My main point is that as ubiquitous as it seems, the “social network” culture or whatever you call it is a sub-culture and new, and in this case is probably a bubble in two ways, being insular, and vulnerable to a collapse. I joined more or less a different tribe, of people who think their voices and words and art could be the change the world seems to need, and generally speaking don’t get any higher-tech than a tube amp. Maybe it is more fair and auspicious to think of Yiren Lu in the same stream of thought as these other women of (roughly) my generation who rallied around their friend, or are making a difference in music per se: Mia Levin, Joan Jett, Kathleen Hanna, Carrie Brownstein, Maya Ford, Penelope Houston, Billie Eyeball, Ramona Downey, Dana LeBreque, Margrit Eichler, Heidi Rodewald, Molly Neumann, Lynn Drury, Michelle Malone, Laura Ballance, Dawn Richardson, Patti Rothberg, Jorjee Douglas, Allison Miller. Zoe Keating comes to mind as someone definitely in both tribes, as a musician who used electronica in her work and also is a poster-child for Twitter, with millions of followers (compared to the dozens at most of people who find these little bits of electronic ink on my wordpress Plastic Alto).
My critique of 3.0 or whatever this is is that it seems to be more about how clever venture capitalists can eke out one more IPO or deal than about what the devices are actually doing. (And I am also thinking of a Charlie Rose Show last night with Jaron Lanier and the CEO of kickstarter, which I think is just a fad, a billion dollar fad, but a fad nonetheless. I resigned a potential client once when he wanted to use kickstarter). Will keep eyes peeled for updates from Yiren Lu on how she sees this fishbowl.
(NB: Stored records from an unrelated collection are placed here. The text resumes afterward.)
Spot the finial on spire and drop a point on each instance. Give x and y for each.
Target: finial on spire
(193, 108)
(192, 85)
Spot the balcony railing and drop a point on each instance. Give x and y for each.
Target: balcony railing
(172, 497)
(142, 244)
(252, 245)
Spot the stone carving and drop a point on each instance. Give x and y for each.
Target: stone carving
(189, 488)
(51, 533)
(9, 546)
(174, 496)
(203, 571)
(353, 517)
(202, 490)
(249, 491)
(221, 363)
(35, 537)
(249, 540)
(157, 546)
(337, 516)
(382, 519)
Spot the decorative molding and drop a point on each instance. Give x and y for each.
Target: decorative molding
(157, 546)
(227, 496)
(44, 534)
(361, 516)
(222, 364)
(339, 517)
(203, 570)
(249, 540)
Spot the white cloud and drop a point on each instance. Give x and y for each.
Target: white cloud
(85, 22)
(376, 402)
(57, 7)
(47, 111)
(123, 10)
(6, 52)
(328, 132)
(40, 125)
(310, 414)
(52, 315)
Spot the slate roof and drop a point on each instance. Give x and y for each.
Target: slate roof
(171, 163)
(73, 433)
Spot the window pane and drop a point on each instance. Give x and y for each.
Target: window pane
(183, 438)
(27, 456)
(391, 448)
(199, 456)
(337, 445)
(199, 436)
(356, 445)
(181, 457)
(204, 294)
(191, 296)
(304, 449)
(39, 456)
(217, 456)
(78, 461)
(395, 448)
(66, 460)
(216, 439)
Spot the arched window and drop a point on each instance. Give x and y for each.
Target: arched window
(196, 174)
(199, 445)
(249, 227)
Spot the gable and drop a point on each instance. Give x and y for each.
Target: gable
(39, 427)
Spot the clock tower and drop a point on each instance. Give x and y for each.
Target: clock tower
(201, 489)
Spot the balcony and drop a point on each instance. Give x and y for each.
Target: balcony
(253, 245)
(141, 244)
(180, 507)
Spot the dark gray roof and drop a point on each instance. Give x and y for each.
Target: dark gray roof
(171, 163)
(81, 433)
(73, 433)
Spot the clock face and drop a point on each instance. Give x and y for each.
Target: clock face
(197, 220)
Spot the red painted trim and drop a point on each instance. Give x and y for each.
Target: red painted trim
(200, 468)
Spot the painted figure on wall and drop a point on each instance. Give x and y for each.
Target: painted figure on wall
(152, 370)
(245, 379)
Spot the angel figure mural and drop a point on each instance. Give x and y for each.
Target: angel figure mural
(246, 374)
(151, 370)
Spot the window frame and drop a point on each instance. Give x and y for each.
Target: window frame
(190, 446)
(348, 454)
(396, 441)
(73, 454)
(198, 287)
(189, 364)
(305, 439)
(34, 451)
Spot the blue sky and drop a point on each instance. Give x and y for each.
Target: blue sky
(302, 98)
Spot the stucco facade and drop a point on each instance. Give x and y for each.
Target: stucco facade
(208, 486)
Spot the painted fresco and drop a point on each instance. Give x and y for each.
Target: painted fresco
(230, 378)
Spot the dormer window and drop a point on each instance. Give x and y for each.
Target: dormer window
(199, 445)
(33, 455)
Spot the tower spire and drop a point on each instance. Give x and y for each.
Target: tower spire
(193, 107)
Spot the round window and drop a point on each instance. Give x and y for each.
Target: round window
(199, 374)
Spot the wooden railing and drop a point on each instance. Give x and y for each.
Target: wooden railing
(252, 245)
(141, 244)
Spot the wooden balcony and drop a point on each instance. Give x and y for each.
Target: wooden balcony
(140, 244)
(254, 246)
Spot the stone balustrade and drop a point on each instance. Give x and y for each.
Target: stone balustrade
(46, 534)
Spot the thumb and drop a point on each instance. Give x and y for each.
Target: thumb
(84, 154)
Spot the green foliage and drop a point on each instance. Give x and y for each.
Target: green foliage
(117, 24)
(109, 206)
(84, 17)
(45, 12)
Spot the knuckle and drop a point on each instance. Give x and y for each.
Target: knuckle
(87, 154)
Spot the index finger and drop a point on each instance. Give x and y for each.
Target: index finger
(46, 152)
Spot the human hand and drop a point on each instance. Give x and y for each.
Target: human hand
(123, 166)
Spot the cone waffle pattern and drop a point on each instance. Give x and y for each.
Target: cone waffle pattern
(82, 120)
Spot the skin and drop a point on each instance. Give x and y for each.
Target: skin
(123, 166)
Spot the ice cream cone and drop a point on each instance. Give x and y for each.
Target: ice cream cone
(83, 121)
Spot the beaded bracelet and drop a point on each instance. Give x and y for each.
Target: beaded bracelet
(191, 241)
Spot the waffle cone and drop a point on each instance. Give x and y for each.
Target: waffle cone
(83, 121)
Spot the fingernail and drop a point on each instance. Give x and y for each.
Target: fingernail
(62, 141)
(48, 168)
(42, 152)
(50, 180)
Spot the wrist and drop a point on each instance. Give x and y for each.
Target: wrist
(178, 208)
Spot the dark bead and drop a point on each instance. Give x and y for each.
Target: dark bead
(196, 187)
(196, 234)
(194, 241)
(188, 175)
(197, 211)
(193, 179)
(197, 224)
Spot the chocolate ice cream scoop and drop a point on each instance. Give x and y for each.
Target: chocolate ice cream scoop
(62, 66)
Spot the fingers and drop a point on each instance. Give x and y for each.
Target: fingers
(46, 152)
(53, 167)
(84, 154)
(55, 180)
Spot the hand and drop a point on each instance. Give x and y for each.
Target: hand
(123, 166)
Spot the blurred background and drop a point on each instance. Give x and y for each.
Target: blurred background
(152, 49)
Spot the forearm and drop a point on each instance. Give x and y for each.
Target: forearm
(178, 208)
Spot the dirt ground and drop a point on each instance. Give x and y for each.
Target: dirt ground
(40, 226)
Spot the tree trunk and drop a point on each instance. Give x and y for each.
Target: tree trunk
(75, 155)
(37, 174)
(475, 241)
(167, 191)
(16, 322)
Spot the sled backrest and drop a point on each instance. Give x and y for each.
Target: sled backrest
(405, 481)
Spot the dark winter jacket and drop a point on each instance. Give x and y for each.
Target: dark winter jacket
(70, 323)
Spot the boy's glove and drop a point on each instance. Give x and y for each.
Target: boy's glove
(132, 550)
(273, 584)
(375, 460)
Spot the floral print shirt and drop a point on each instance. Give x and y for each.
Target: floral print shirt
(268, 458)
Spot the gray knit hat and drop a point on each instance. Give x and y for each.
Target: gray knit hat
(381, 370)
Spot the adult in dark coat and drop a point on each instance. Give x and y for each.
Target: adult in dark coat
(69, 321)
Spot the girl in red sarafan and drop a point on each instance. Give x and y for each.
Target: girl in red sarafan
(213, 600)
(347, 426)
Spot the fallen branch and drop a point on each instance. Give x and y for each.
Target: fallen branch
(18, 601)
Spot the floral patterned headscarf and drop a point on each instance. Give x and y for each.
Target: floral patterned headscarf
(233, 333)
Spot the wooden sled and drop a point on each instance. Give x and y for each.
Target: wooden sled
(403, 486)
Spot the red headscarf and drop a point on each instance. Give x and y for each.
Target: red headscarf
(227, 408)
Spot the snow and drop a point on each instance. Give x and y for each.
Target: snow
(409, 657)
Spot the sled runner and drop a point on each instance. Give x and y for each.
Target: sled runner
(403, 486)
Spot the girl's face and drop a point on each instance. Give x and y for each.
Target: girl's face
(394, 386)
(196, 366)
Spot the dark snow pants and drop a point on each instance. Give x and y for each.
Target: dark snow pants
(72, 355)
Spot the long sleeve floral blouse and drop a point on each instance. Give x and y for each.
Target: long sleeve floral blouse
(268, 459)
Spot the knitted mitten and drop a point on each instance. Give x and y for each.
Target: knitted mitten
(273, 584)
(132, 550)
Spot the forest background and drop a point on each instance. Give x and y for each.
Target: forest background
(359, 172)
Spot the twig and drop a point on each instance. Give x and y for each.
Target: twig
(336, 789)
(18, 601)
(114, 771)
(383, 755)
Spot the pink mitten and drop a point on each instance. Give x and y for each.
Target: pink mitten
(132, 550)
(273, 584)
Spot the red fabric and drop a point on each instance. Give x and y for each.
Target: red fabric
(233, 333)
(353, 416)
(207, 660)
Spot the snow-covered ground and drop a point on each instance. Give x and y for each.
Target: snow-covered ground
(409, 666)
*WHAN that Aprille with his shoures soote 1. The droghte 2 of Marche hath perced to the roote Canterbury Tales. It’s actually Middle English not Latin of course
edit to add, 10 days later: today’s Sunday Times, has something about sexual harassment at high tech company’s including something about a woman who left Github — news to me, indeed. “Technology’s Man Problem” By Claire Cain Miller>From their blog:
This weekend, GitHub employee Julie Horvath spoke publicly about negative experiences she had at GitHub that contributed to her resignation. I am deeply saddened by these developments and want to comment on what GitHub is doing to address them.
We know we have to take action and have begun a full investigation. While that’s ongoing, and effective immediately, the relevant founder has been put on leave, as has the referenced GitHub engineer. The founder’s wife discussed in the media reports has never had hiring or firing power at GitHub and will no longer be permitted in the office.
GitHub has grown incredibly fast over the past two years, bringing a new set of challenges. Nearly a year ago we began a search for an experienced HR Lead and that person came on board in January 2014. We still have work to do. We know that. However, making sure GitHub employees are getting the right feedback and have a safe way to voice their concerns is a primary focus of the company.
As painful as this experience has been, I am super thankful to Julie for her contributions to GitHub. Her hard work building Passion Projects has made a huge positive impact on both GitHub and the tech community at large, and she’s done a lot to help us become a more diverse company. I would like to personally apologize to Julie. It’s certain that there were things we could have done differently. We wish Julie well in her future endeavors.